An adviser to the EU’s top court has suggested that a ruling which called into doubt Nestlé’s trade mark protection for the ‘four fingered’ Kit Kat should be upheld, an opinion which raises interesting questions about the nature of the single market.

The opinion, by advocate general (AG) Melchior Wathelet, is the latest development in the 16-year dispute between the Swiss confectionery giant and rival Mondelēz – the owner of Cadbury.

It follows a decision handed down by the EU General Court in December 2016. In that ruling the court annulled a decision by the EU Intellectual Property Office (IPO) to grant Nestlé a trademark for the four-fingered version of the bar.

Kit Kat chocolate

Both Nestlé and Mondelēz appealed against that ruling to the Court of Justice of the EU (CJEU). Wathelet is one of several senior legal advisers to the CJEU who usually give an opinion before the main court. Their decisions are not binding on the court but they are generally an indicator of which way the court will rule.

According to Wathelet, who said that both appeals should be dismissed, Nestlé ‘did not adduce sufficient evidence to show that its trade mark had acquired distinctive character'.
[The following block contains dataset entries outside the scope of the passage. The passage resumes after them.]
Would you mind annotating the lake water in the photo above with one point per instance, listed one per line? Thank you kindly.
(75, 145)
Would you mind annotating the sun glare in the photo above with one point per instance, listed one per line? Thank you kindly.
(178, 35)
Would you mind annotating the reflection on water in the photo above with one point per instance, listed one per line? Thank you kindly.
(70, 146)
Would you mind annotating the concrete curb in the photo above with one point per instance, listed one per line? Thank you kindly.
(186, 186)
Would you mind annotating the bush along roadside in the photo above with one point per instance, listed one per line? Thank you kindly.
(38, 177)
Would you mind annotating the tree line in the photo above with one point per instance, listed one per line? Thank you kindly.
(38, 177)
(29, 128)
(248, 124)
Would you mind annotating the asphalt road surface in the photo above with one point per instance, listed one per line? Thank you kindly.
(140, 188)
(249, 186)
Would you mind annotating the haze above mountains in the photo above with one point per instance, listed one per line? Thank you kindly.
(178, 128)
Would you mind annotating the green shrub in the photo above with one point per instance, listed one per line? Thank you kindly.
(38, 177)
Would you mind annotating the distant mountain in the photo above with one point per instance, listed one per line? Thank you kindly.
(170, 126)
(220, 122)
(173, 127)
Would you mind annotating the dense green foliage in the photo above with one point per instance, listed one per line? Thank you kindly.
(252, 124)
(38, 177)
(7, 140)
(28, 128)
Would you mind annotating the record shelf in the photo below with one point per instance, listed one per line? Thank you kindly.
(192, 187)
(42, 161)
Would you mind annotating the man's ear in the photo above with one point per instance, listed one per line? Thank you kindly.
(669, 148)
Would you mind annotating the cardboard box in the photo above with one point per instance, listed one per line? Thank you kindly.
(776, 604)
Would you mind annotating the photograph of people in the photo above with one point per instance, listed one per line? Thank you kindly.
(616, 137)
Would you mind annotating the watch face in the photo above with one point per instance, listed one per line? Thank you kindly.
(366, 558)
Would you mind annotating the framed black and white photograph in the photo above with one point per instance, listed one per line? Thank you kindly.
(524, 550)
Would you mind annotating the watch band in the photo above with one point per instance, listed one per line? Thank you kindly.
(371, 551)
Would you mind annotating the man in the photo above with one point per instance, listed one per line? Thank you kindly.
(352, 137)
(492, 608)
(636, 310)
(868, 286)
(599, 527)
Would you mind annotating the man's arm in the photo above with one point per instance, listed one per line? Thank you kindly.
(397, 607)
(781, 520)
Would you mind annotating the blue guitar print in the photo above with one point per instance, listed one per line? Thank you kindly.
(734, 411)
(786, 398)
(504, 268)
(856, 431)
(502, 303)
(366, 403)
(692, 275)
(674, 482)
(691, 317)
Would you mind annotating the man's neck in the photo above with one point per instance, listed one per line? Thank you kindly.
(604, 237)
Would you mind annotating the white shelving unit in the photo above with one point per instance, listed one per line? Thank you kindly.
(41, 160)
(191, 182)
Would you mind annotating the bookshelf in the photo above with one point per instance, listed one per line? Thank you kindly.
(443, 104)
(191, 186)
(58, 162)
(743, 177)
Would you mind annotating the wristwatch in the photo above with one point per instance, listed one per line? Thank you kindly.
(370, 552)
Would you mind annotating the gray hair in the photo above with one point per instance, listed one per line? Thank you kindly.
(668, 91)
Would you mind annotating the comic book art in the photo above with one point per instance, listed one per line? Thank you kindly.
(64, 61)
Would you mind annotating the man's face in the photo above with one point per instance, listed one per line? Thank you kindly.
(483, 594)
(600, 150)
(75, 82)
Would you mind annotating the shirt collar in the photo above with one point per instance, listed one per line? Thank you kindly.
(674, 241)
According to the 2016 decision, the IPO erred when it granted Nestlé’s trade mark application in 2002. The court said Nestlé should have provided evidence of distinctive character in every EU member state instead of the 10 countries in which it carried out market surveys. The IPO ‘could not validly conclude its examination without coming to a conclusion regarding the perception of the mark by the relevant public in the remaining states,’ the court said.

On appeal, Nestlé argued that the court was wrong to hold that the owner of a mark must show that that it has acquired distinctive character in each member state separately. It argued that this is incompatible with both the unitary nature of a EU trade mark and the ‘very existence of the single market’.

Mondelēz complained that the general court’s finding was wrong and that the court should not have found that the mark had acquired distinctiveness in the relevent jurisdictions.

On Nestlé’s appeal, Wathelet said account must be taken of the geographical size and the distribution of the regions in which acquired distinctive character has been established. He noted that although Nestlé provided research for the majority of member states (apart from Luxembourg), it is clear from the previous judgment that information from certain countries was not sufficient to establish that the relevant public identified Nestlé as the commercial origin of the product.

He added: ‘It follows that the EUIPO will have to take another decision in which it verifies that, at the date of filing the application for registration, the mark in question had acquired distinctive character.’

The AG added that Mondelēz’s appeal was ‘manifestly inadmissible’ and should be dismissed. He said that although an appeal can be brought by any unsuccessful party Mondelēz’s aim was achieved by the court annulling the IPO’s decision. ‘Since that declaration of invalidity was essentially the aim of Mondelēz’s application to IPO … Mondelēz cannot be considered to have been unsuccessful,’ he added.